Personal information
- Full name: Lucas Yamil José Bracco
- Date of birth: 11 October 1996 (age 28)
- Place of birth: Rosario
- Height: 1.78 m (5 ft 10 in)
- Position(s): Midfielder

Senior career*
- Years: Team / Apps / (Gls)
- 2014–2016: Rosario Central / 4 / (0)
- 2016–2017: Unión La Calera / 17 / (1)
- 2017–2021: Central Córdoba de Rosario / 134 / (5)
- 2022: Sportivo Las Parejas / 16 / (50)

= Lucas Bracco =

Argentine footballer

Lucas Yamil José Bracco (born 11 October 1996) is an Argentine professional footballer who last played as a midfielder for Central Córdoba de Rosario in Argentina.

==Career==
Bracco was born in Rosario, Argentina.
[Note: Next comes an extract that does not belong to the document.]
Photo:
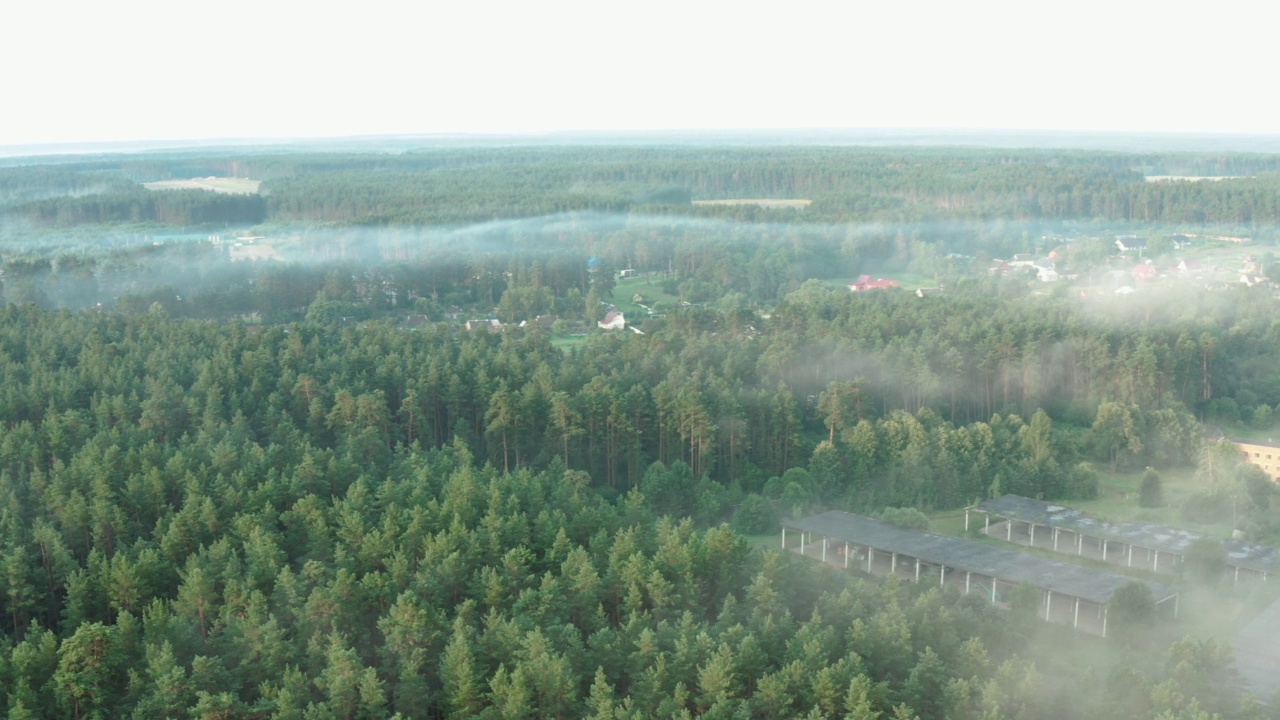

He began his professional football career on 11 March 2016 playing in the Scotiabank Tournament for the Chilean Primera División club Unión La Calera. He played for La Calera during the 2015–16 tournament of Chile's top-tier football league (Primera División) and in the 2016–17 Loto tournament of Chile's second-tier league (Primera B). His first goal in Chile's Primera División was for the Copa Chile competition on 9 July 2016, bringing the score to 1–0 against San Luis de Quillota, a classic rival of Unión La Calera.

On 14 February 2017, Bracco signed a professional contract with Central Córdoba de Rosario, thus joining Argentina's Primera C Metropolitana league. Central Córdoba won second place in the Primera C tournament of 2017–18.